A contemporary reinterpretation
With this project, Christian Biecher asserts himself as an audacious architect by making the Printemps the only contemporary building in the sector. The sales areas are concentrated in a rectangular space liberated by the contiguity of the six previously adjoining buildings. Connected by two escalators situated along the length of the new main facade, the different aisles of the seven commercial floors (from -1 to +5) are serviced by a central circulation. The very pale gold facade reveals the store interior as seen through volumes of glass that emerge from the buildings outer shell, which is marked by a set of vertical and diagonal ribbing, and triangular shapes draped across the opaque metallic surfaces. The ensemble maintains its modernity with a chromatic intervention of tone-ontone – even nearing monochromatic – and a similar treatment applied to the façade and the roof. The slope of the roof and the angle of the facade’s volumes of glass are thus animated by a singular movement that finishes, near the bottom, with a glass marquee that shows the high store windows decorated in Italian marble, covering two stories. The building distinguishes itself via a considerable consistency and a veritable unity.

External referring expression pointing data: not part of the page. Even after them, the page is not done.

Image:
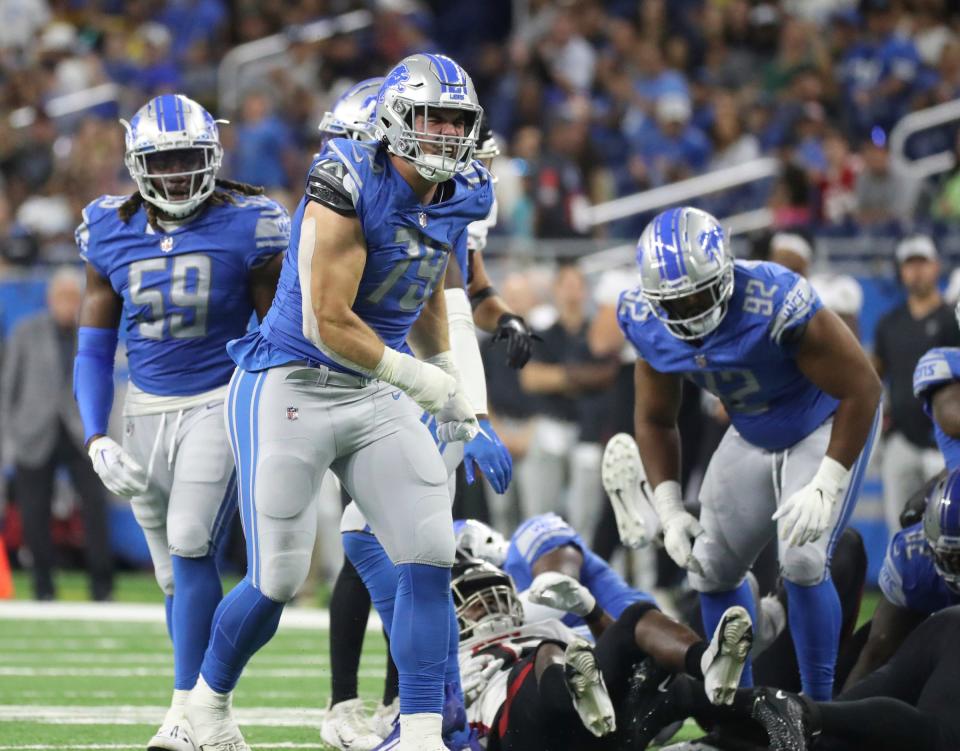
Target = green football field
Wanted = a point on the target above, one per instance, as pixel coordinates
(84, 676)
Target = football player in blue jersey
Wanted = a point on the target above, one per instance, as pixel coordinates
(920, 576)
(179, 266)
(367, 567)
(803, 403)
(328, 381)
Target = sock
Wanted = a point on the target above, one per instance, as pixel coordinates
(168, 611)
(879, 723)
(419, 636)
(245, 620)
(377, 572)
(349, 612)
(198, 591)
(693, 658)
(814, 615)
(712, 607)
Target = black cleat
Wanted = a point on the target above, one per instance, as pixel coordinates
(784, 716)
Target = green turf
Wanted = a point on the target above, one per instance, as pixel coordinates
(72, 665)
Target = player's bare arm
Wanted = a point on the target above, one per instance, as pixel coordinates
(263, 284)
(830, 356)
(889, 628)
(946, 409)
(101, 308)
(338, 258)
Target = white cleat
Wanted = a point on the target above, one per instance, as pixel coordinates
(347, 727)
(726, 655)
(173, 735)
(385, 716)
(588, 689)
(211, 717)
(625, 481)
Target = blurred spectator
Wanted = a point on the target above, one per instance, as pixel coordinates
(42, 432)
(885, 192)
(262, 144)
(562, 471)
(910, 455)
(671, 148)
(837, 183)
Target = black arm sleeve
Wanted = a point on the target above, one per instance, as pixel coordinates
(326, 186)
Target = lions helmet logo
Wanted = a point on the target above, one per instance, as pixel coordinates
(395, 80)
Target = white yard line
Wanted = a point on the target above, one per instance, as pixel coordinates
(113, 612)
(273, 717)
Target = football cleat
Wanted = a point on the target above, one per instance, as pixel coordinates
(726, 655)
(173, 735)
(347, 727)
(625, 481)
(211, 717)
(385, 716)
(588, 690)
(783, 716)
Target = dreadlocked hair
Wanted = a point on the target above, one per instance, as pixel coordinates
(221, 196)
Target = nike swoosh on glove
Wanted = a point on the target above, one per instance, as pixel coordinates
(456, 420)
(562, 592)
(491, 456)
(519, 338)
(120, 473)
(806, 514)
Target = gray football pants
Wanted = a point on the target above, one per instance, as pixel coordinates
(288, 425)
(742, 488)
(191, 496)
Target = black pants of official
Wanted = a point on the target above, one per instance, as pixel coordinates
(33, 487)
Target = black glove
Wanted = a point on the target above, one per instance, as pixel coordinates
(514, 330)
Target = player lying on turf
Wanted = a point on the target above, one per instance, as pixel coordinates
(519, 690)
(181, 265)
(920, 576)
(803, 403)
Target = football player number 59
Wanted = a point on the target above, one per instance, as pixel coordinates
(187, 300)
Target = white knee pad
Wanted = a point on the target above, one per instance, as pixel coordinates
(285, 526)
(805, 565)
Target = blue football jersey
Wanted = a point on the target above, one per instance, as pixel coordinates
(539, 535)
(185, 292)
(408, 246)
(908, 577)
(937, 368)
(748, 360)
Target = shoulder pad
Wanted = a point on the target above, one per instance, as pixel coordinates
(935, 369)
(796, 308)
(330, 184)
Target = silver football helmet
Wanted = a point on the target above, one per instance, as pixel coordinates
(485, 599)
(478, 540)
(686, 271)
(352, 114)
(410, 90)
(173, 153)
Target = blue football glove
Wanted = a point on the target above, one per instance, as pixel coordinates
(491, 456)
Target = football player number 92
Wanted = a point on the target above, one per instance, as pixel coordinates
(189, 290)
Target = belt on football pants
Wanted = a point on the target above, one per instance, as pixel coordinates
(321, 376)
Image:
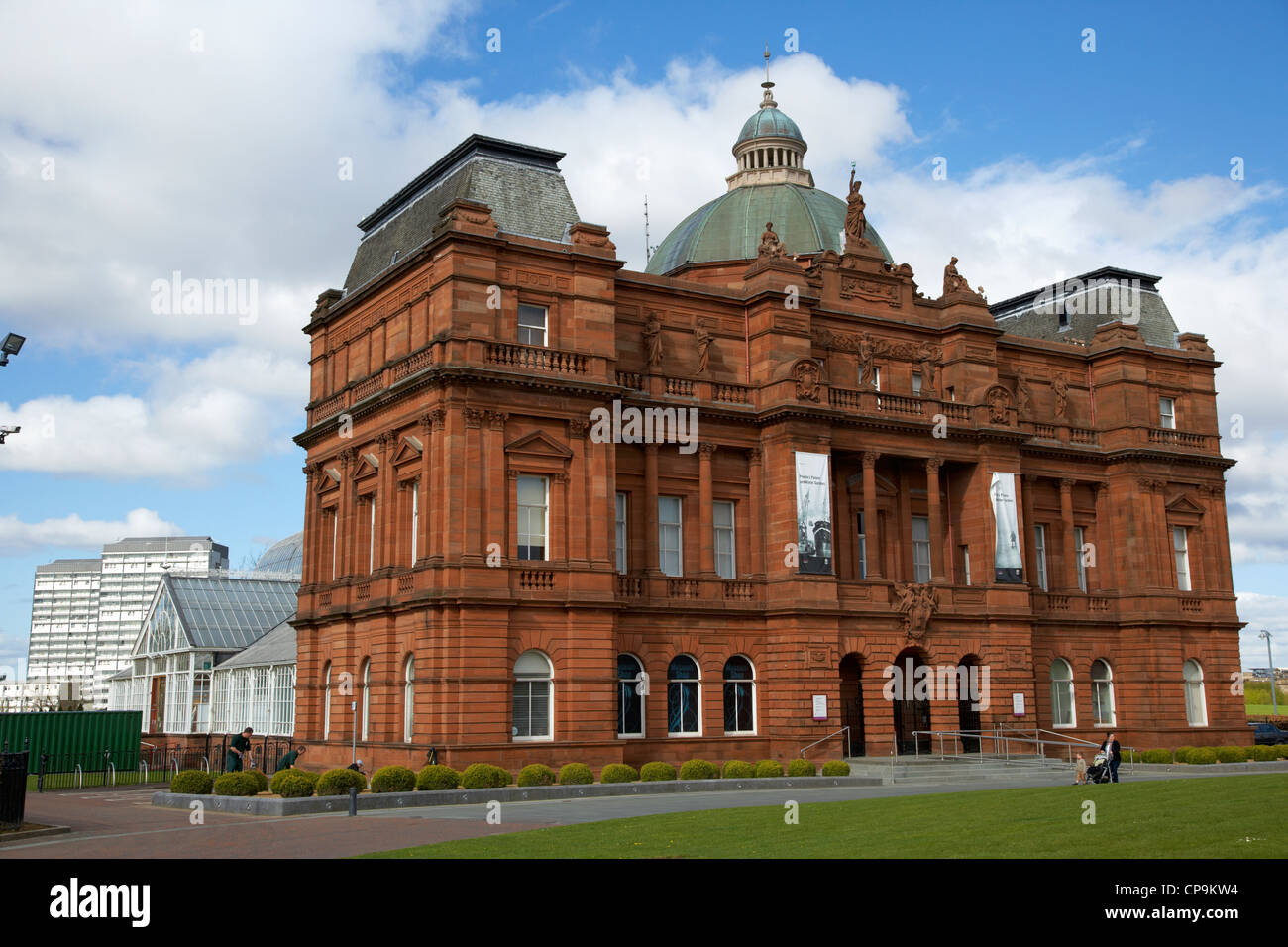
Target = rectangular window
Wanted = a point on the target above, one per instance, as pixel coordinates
(726, 565)
(533, 515)
(1181, 547)
(921, 549)
(621, 534)
(1039, 554)
(1078, 543)
(1167, 412)
(532, 325)
(670, 536)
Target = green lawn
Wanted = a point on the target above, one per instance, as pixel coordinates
(1214, 817)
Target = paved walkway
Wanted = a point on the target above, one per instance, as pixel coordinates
(124, 823)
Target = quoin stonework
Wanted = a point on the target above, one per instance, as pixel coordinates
(887, 474)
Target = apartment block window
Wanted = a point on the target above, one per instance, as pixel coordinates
(726, 566)
(1039, 554)
(533, 515)
(1181, 547)
(1167, 412)
(532, 325)
(921, 549)
(670, 536)
(1078, 545)
(621, 534)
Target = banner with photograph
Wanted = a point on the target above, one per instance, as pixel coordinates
(1008, 561)
(814, 513)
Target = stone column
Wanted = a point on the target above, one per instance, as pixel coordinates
(936, 519)
(706, 534)
(870, 513)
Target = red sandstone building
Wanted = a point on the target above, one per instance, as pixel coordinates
(876, 475)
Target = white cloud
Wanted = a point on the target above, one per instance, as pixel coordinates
(85, 535)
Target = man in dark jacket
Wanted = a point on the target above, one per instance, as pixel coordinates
(1113, 754)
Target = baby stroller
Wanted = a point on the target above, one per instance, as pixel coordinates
(1099, 770)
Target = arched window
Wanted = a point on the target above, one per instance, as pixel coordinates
(630, 698)
(1102, 693)
(408, 698)
(533, 696)
(1196, 705)
(326, 702)
(683, 696)
(1061, 693)
(366, 696)
(739, 696)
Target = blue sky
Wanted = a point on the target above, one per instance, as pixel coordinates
(220, 162)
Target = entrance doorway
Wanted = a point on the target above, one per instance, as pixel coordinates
(911, 715)
(851, 699)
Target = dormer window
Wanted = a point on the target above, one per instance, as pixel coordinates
(532, 325)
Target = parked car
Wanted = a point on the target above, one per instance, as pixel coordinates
(1267, 735)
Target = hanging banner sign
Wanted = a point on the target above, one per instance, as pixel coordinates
(812, 513)
(1008, 562)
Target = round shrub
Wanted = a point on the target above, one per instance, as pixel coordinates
(437, 777)
(196, 783)
(576, 775)
(698, 770)
(799, 767)
(291, 784)
(618, 772)
(393, 780)
(240, 784)
(657, 772)
(484, 776)
(536, 775)
(336, 783)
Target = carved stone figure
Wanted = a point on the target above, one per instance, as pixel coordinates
(1061, 394)
(653, 339)
(702, 339)
(769, 243)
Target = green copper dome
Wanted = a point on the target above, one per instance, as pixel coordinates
(729, 227)
(769, 123)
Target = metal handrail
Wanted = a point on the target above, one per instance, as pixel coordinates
(844, 729)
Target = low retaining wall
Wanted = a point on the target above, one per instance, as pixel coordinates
(265, 805)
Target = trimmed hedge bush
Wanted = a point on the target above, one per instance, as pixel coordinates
(336, 783)
(291, 784)
(484, 776)
(536, 775)
(618, 772)
(657, 772)
(196, 783)
(437, 777)
(393, 779)
(576, 775)
(799, 767)
(698, 770)
(240, 784)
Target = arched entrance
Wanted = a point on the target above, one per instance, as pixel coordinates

The facade : a primordial urban landscape element
Designed to become an essential element in the urban landscape, the original facade saw its bay windows modified: they were broadened and filled in with masonry. There are opaque aluminum parts and glass luminary elements that protrude and break the rhythm’s rigor. This series of vertical and slanting lines reasons with the rhythmic quality of the Strasbourg’s architecture. The opaque aluminum siding are set behind the volumes of glass that protrude onto the street, but go no further than a third of the surface of each floor. The architectural movement of the facade is completed by new awning that overhangs in an aligned fashion and the inclined glass panel extending up towards the first floor.
The materials : draped golden aluminum and glass
The choice of aluminum quickly establishes itself. The lightness of the material, along with its flexibility, gives the folding effect desired by the architect. Due to the protective anodized metal and the pale golden color, the sheet of aluminum that covers this new facade changes appearance depending on the light and how the visitors move about. Glass surfaces composed of exterior window jambs are closed off by frames, which take the shape of large open triangles capable of expanding across many floors. The triangular ribbing in anodized aluminum sheets the color of champagne have beveled edges and crisscross at each change in direction. The opaque parts composed of insulation panels are also covered with anodized aluminum siding.